No data have been presented to support noninfectious causes of TD such as changes in diet, jet lag, altitude, and fatigue. Current evidence indicates that in all but a few instances (e.g., drug-induced or preexisting gastrointestinal disorders) an infectious agent or agents cause diarrhea in tourists.

Even with the application of the best current methods for detecting bacteria, viruses, and parasites, in various studies 20 to 50 percent remain without recognized etiologies. The unrecognized causes may be attributed to:

  • Recognized pathogens that were not uniformly sought in every study (such as Campylobacter, Aeromonas, Yersinia, Pleisiomonas, Vibrios, viruses, and parasites like sp;Cryptosporidium).
  • Unrecognized pathogens.
  • Known bacterial pathogens that were not detected. Our best methods for detecting enterotoxigenic E. coli and Shigella, for example, are insensitive and miss 30 to 40 percent of cases in outbreak or volunteer studies.

What Prevention Measures Are Effective for Travelers' Diarrhea?

There are four possible approaches to prevention of TD. They include instruction regarding food and beverage preparation, immunization, use of nonantimicrobial medications, and prophylactic antimicrobial drugs.

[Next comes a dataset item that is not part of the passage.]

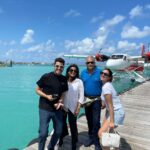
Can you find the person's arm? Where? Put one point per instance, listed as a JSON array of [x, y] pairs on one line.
[[108, 98], [42, 94], [60, 102], [81, 98]]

Data indicate that meticulous attention to food and beverage preparation, as mentioned above, can decrease the likelihood of developing TD. Most travelers, however, encounter great difficulty in observing the requisite dietary restrictions.

No available vaccines and none that are expected to be available in the next 5 years are effective against TD.

Several nonantimicrobial agents have been advocated for prevention of TD. Available controlled studies indicate that prophylactic use of difenoxine, the active metabolite of diphenoxylate (Lomotil), actually increases the incidence of TD, in addition to producing other undesirable side effects. No antiperistaltic agents (e.g., Lomotil and Imodium) are effective in preventing TD. No data support the prophylactic use of activated charcoal.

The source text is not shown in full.